Searching and Sorting

Prof. Dr. Mirco Schoenfeld

Recap

Last session was about data types and data structures.

Recap

Some data types…:

Tantau (2016)

Recap

…and some data structures:

Operation Arrays Lists Sets
Add item to beginning or end
Access first or last item
Access item by index
Store only unique values
Efficient test for membership

Today

Why should we care?

Motivation

Clever organization of your data will help you find things faster.

The search problem

What do we actually want to find?

Given an array containing some values,
we could search for a specific value.

The search problem

Given an array containing some values, we could search

  • a single value
  • all values
  • a single value with a certain characteristic
  • all values value with a certain characteristic

I/O

About the inputs and outputs:

We search for Inputs Outputs
a single value array + single value one array-position
all values array + single value all array-positions
a single value with a characteristic array + characteristic one array-position
all values with a characteristic array + characteristic all array-posistions

Approaches to searching

In general, there are two approaches to searching:

Linear Search

  • most basic approach
  • simply iterate over input
  • sequentially check each element
  • rarely practical

Binary Search

  • can be much faster than linear search
  • iteratively eliminates half ot the input
  • input list needs to be sorted
  • works only with random-access input

Linear Search: Implementation

Linear Search in pseudo code:

procedure linear_search (list, value)
  set i to 0
  set n to length of list
  while i < n
  do
    if (list at i) = value, terminate and return i
    increment i by 1
  done
  terminate unsuccessfully
end procedure

Linear Search: Runtime Complexity

Consider this example:

How many comparisons are needed to find

  • 27: 5
  • 4: 1
  • 8: 9

Linear Search: Runtime Complexity

How many comparisons are needed

…in the best case? \(O(1)\)
…in the worst case? \(O(n)\)
…on average? \(O(n)\)

Linear Search: Runtime Complexity

Regarding \(O(n)\) in the average case:

If each element occurs in the list once,
and each element is equally likely to be searched,
then the expected number of comparisons is

\[ \frac{ n+1 }{ 2 } \]

The O-class of that is \(O(n)\)

Linear Search: Summary

Summarizing linear search:

  • simple to implement
  • no requirements on input
  • only practical for small lists

Before Moving on: A Quick Survey

Towards binary search

Ancient storage of knowledge, usually kept on shelves

Towards binary search

Space complexity highly inefficient

Towards binary search

Some examples had a special organization of knowledge:

https://commons.wikimedia.org/wiki/File:Geographical_Webster%27s_Home_a._Office_Dictionary._ca_1900_(132840235).jpg

Towards binary search

Using linear search in dictionaries, would be highly inefficient.

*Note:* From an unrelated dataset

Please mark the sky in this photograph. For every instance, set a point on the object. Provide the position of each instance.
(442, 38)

What could be a better approach?

Binary search: Example

Search “8”!

7<8
13>8

This took 3 comparisons, instead of 6 with linear search.

Binary Search: Implementation

procedure binary_search(list, value)
  set lower_bound to 0
  set upper_bound to (length of list) - 1
  while (lower_bound != upper_bound)
  do
    // Obtain mid-point of interval
    set mid_point to (lower_bound + upper_bound) / 2
    if (list at mid_point) < value
    then
      // value is expected to be in the upper half
      update lower_bound to mid_point + 1
    else
      // value must be in lower half
      update upper_bound = mid_point;
    end if
  done
  return lower_bound;
end procedure

Binary Search: Runtime Complexity

Using a binary search, how many comparisons are required…

…in the best case? \(O(1)\)
…in the worst case? \(O( \log n)\)
…on average? \(O( \log n)\)

Explanation for \(O( \log n)\) will follow when we talk about trees.

Binary Search: Requirements

Binary search is quite fast,
however, it has two big requirements:

  1. random-access data structure
    Binary search works with arrays but not with lists
  2. input data needs to be sorted
    Sorting is costly; it is only worth it if from more than approx. \(\log_2(n)\) search operations

Binary Search: approximate matching

Binary search also supports approximate matches!

Binary Search: approximate matching

Approximate matches could mean

  • predecessor,
  • successor,
  • nearest neighbor

Binary Search: approximate matching

Approximate matching in binary search:

This shows rank, predecessor, successor, and nearest neighbor for the target value, which is not in the array.

https://en.wikipedia.org/wiki/File:Approximate-binary-search.svg

Summary

Performance comparison of search algorithms

Performance Linear Search Binary Search
Best case \(O(1)\) \(O(1)\)
Worst case \(O(n)\) \(O(\log n)\)
Average \(O(n)\) \(O(\log n)\)

Summary

How do we notice the difference between \(O(n)\) and \(O(\log n)\)?

Summary

Let’s assume \(n = 100\) elements. Finding an element requires:

  • \(O(n)\): 100 operations
  • \(O(\log n)\): 10 operations

Summary

…and with \(n = 10.000.000\) elements, a factor of 100.000?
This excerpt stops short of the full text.